Pharmacien-inspecteur assermenté et officier de Police judiciaire, Dr Moussa Diallo occupe une position stratégique au cœur de la sécurité sanitaire nationale. Directeur de l’Inspection, de la surveillance du marché et des vigilances à l’Arp, il est également une figure de proue de la lutte contre les faux médicaments en tant que président de la Commission des opérations. Evaluateur principal pour l’Oms (normes Gbt), cet expert pluridisciplinaire a dirigé l’équipe des enquêteurs au niveau de l’usine de Softcare au cœur de la controverse à cause de ses produits hygiéniques. Dans cet entretien, Dr Diallo détaille les péripéties de cette enquête, les pressions «subies».

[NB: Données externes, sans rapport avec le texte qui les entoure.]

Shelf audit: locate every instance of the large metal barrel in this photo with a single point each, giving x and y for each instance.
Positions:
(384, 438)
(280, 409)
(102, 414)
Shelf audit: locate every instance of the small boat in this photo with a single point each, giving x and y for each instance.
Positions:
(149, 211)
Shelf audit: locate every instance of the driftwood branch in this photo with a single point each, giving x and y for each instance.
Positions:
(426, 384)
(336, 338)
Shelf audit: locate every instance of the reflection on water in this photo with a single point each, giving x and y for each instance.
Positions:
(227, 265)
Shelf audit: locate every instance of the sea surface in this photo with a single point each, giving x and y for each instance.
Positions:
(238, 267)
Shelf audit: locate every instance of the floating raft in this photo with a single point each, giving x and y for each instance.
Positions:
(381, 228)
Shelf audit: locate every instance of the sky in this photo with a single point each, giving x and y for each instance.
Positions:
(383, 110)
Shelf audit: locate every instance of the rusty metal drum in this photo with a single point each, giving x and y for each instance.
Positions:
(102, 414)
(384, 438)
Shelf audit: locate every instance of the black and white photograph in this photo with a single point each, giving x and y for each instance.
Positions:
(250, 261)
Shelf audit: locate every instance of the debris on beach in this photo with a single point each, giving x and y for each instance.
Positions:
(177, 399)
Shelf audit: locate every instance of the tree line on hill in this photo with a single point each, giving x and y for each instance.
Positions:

Dans le cadre de l’affaire Softcare, comment est-il possible qu’il y ait eu ces avis contradictoires au niveau de l’Arp par rapport à l’avis des inspecteurs ? Et comment a-t-il pu y avoir ce désaveu de la part de votre direction et de vos responsables ? 
Merci d’abord pour l’intérêt que vous portez à cette affaire. Je salue aussi cette démarche d’aller vers les bonnes personnes pour avoir la bonne information. Alors, d’abord il n’y a pas de communiqué contradictoire. Ça, il faut que je le dise d’emblée. Si les deux communiqués émanaient d’un seul service, on aurait pu dire que c’était contradictoire, mais ce n’est pas le cas.
Ce qui s’est passé, c’est que je suis allé faire une inspection avec mes collègues. Et après, nous sommes revenus pour faire un rapport. Après le rapport, nous avons communiqué sur les éléments que nous avons notés. A savoir qu’il y avait des manquements, notamment des manquements critiques. Et parmi ces manquements critiques, il y avait la présence de matières premières périmées dans le processus de fabrication.
A l’issue de ça, nous avons rédigé un communiqué qui a même été soumis au Dg de la Pna, qui est d’ailleurs signataire du communiqué. Après cela, on est restés même pas une semaine, et Softcare a dit qu’ils avaient corrigé. Moins d’une semaine après, ils nous ont dit : «Non, non, c’est fait.» Ensuite, ils sont venus pour discuter avec la hiérarchie pour que moi, je retourne faire une inspection en urgence. J’ai dit qu’il n’y avait pas de soucis. Vu l’ampleur de l’affaire, et connaissant à qui j’avais affaire, j’ai demandé à la gendarmerie de me devancer sur les lieux.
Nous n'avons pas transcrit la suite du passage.